Combiner les data ecommerce
Les régies médias ont en effet besoin de données tierces de source commerciale pour répondre aux attentes de leurs clients qui exigent de la conversion, et non plus simplement de la notoriété. Or, si les données médias constituent un actif de premier ordre en matière d'affinité, leur projection modélisée demeure une approximation statistique et ne sont pas le reflet des comportements réels d'achat des consommateurs, à l'inverse des sites de comparateurs ou des places de marché marchandes comme Amazon ou Le Bon Coin. La stratégie de TF1 Publicité qui s'est alliée avec 3W Régie, régie leader du e-commerce avec 19 millions de visiteurs uniques par mois (Cdiscount, PriceMinister, LaRedoute, Mistergooddeal...), s'inscrit dans cette volonté de parler le langage des acheteurs. Dernière innovation de la régie : le "Spot and shop". L'internaute est invité à cliquer sur une bannière pour acheter un produit, il se retrouve alors directement sur le site du distributeur, son panier rempli. La régie TV a travaillé avec Swaven, spécialisée dans la data des marques de grande consommation, et qui possède la connaissance géolocalisée et en temps réel de la disponibilité des produits et de leurs prix.
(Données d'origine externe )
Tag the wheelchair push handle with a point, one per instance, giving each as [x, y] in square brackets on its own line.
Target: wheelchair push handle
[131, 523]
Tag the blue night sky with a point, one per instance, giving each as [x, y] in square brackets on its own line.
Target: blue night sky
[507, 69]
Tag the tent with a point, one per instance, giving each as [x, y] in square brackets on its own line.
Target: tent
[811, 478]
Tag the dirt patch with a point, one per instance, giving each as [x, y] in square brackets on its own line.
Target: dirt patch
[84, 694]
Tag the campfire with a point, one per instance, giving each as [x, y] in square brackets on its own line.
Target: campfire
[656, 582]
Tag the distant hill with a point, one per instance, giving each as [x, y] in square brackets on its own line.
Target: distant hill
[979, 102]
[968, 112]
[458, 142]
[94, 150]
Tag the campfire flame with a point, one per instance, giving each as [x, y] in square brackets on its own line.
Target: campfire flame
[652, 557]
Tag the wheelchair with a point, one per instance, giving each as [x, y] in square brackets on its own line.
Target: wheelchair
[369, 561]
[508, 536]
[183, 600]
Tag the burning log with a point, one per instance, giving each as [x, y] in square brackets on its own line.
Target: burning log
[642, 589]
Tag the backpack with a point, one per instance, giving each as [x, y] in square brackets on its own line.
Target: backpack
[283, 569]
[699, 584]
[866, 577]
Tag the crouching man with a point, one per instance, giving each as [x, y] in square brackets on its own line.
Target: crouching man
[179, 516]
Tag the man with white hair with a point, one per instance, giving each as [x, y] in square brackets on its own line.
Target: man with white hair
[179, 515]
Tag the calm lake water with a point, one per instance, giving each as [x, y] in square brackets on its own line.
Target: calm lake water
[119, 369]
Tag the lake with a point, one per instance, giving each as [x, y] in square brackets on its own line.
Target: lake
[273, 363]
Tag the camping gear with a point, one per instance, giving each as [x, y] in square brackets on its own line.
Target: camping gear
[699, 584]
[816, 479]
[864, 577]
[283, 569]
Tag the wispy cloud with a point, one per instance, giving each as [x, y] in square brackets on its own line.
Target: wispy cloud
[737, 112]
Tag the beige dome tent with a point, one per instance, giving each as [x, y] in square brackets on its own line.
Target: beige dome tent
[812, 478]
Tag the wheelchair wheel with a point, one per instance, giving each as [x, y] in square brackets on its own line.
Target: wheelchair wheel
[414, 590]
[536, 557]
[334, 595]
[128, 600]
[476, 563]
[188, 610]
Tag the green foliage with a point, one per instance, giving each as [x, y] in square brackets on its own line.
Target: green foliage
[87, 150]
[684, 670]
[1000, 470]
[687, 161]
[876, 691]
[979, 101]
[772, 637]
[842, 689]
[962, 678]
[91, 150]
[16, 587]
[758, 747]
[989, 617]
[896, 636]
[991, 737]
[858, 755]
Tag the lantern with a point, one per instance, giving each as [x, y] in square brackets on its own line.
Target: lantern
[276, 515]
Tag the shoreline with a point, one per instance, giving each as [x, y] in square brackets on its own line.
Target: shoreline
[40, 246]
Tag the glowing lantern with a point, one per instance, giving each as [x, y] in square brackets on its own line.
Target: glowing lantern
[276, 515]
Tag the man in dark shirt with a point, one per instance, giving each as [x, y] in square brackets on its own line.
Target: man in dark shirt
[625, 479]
La data existe en print et en TV
Les approches marketing centrées sur la data débordent du cadre digital pour irriguer la télévision et la presse. A l'instar par exemple de la campagne print personnalisée qu'a réalisée Prisma Media Solution pour HSBC : afin de déclencher des visites en agence (drive-to-store), la régie a croisé le fichier client de la banque avec ses données médias, en a exclu les clients HSBC, puis a adressé les prospects sous la forme d'une surcouverture personnalisée selon la zone de chalandise. L'offre One Data lancée par TF1 au printemps dernier développe la proximité avec les univers de consommation en intégrant une approche de GRP par produit (GRP café, GRP eaux plates...) dans les outils de médiaplanning, via un partenariat avec Kantar Worldpanel. Afin de prouver l'efficacité de ses campagnes de branding sur les ventes, TF1 Publicité a enfin lancé une étude économétrique croisant 30 mois de "sorties de caisses" (panel Nielsen) et autant d'investissements médias.
A savoir :
Fournisseur : Les régies des groupes médias (M Publicité, Les Echos, FigaroMedias, Prisma Media Solution, TF1 Publicité, M6 Publicité...) et les places de marché programmatique (La Place Média, Audience Square, 366 Global Territoires).
Coût : 3 à 15 euros le CPM (ad-exchanges) et de 8 à 100 euros (régies médias).